Os "procurados" terão cinco dias - a contar da publicação da convocação, no Diário Oficial, que deve ocorrer amanhã - para manifestar interesse no imóvel ou serão considerados desistentes. As cinco famílias deverão comparecer na sede da CDHU (Companhia de Desenvolvimento Habitacional e Urbano) munidas de documentos.
Os cadastrados são Ana Paula Souza de Carvalho, Charlene de Matos Oliveira (marido Orlando Alves de Oliveira), Dinalva Vânia Souza da Silva (marido Abadia Alves Cardoso Gomes), Neiva Nilda da Rocha (marido José Paulo da Silva) e Sebastião Rui de Souza.
Nível de satisfação
A prefeitura aguarda para esta semana resultado de uma pesquisa realizada pela Cohab e CDHU com todos os moradores do conjunto sobre nível de satisfação e seus indicadores sociais.

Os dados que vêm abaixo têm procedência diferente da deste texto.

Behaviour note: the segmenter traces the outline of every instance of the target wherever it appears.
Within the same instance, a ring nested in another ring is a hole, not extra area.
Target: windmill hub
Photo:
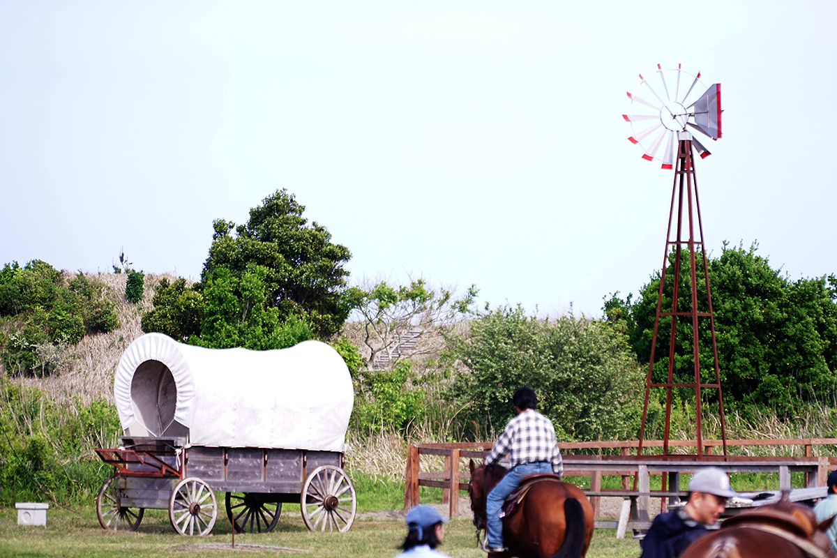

O objetivo é acompanhá-los nesta nova fase, segundo o secretário da Casa Civil, Luchesi Junior. "Queremos saber quem são os moradores, se aprovaram as residências, se estão se adaptando e se estão com as contas em dia", declarou.
Trata-se da segunda pesquisa realizada com moradores do bairro. A primeira ocorreu no início de 2011 e entrevistou 198 famílias. Na época, 92% estavam adimplentes, o nível de satisfação era alto e duas casas foram retomadas porque não eram habitadas pelos cadastrados.